Musical chords, e.g. as might be played on a guitar. Typically encoded as a sequence of labeled events, where each event has a start time, end time, and a label. The label taxonomy varies per dataset, but typically encode a chord’s root and its quality, e.g. A:m7 for “A minor 7”.

Drums

Transcription of the drums, typically encoded as a sequence of labeled events, where the labels indicate which drum instrument (e.g. cymbal, snare drum) is played. These events often overlap with one another, as multiple drums can be played at the same time.

F0

Musical pitch contours, typically encoded as time series indidcating the musical pitch over time. The time series typically have evenly spaced timestamps, each with a correspoinding pitch value which may be encoded in a number of formats/granularities, including midi note numbers and Hertz.

Genre

A typically global “tag”, indicating the genre of a recording. Note that the concept of genre is highly subjective and we refer those new to this task to this article.

Instruments

Labels indicating which instrument is present in a musical recording. This may refer to recordings of solo instruments, or to recordings with multiple instruments. The labels may be global to a recording, or they may vary over time, indicating the presence/absence of a particular instrument as a time series.

Key

Musical key.
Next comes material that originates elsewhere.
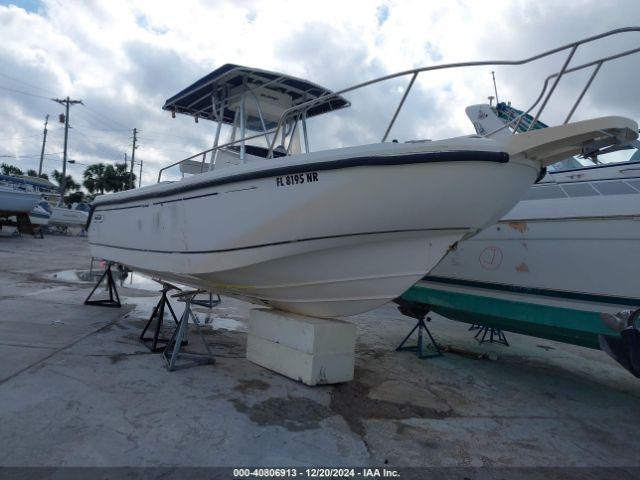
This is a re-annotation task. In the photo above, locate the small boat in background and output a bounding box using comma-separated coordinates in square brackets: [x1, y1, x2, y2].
[29, 201, 51, 227]
[11, 175, 90, 230]
[0, 175, 40, 233]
This can be defined globally for an audio file or as a sequence of events.

Lyrics

Lyrics corresponding to the singing voice of the audio. These may be raw text with no time information, or they may be time-aligned events. They may have varying levels of granularity (paragraph, line, word, phoneme, character) depending on the dataset.

Melody

The musical melody of a song. Melody has no universal definition and is typically defined per dataset. It is typically enocoded as F0 or as Notes. Other types of annotations such as Vocal F0 or Vocal Notes can often be considered as melody annotations as well.

Notes

Musical note events, typically encoded as sequences of start time, end time, label. The label typically indicates a musical pitch, which may be in a number of formats/granularities, including midi note numbers, Hertz, or pitch class.

Sections

Musical sections, which may be “flat” or “hierarchical”, typically encoded by a sequence of timestamps indicating musical section boundary times. Section annotations sometimes also include labels for sections, which may indicate repetitions and/or the section type (e.g. Chorus, Verse).

Technique

The playing technique used by a particular instrument, for example “Pizzicato”. This label may be global for a given recording or encoded as a sequence of labeled events.

Tempo

The tempo of a song, typical in units of beats-per-minute (bpm). This is often indicated globally per track, but in practice tracks may have tempos that change, and some datasets encode tempo as time-varying quantity. Additionally, there may be multiple reasonable tempos at any given time (for example, often 2x or 0.5x a tempo value will also be “correct”). For this reason, some datasets provide two or more different tempo values.

Vocal Activity

A time series or sequence of events indicating when singing voice is present in a recording. This type of annotation is implicitly available when Vocal F0 or Vocal Notes annotations are available.

Stroke Name

An open “tag” to identify an instrument stroke name or type. Used for instruments that have specific stroke labels.

Tonic

The absolute tonic of a track. It may refer to the tonic a single stroke, or the tonal center of a track.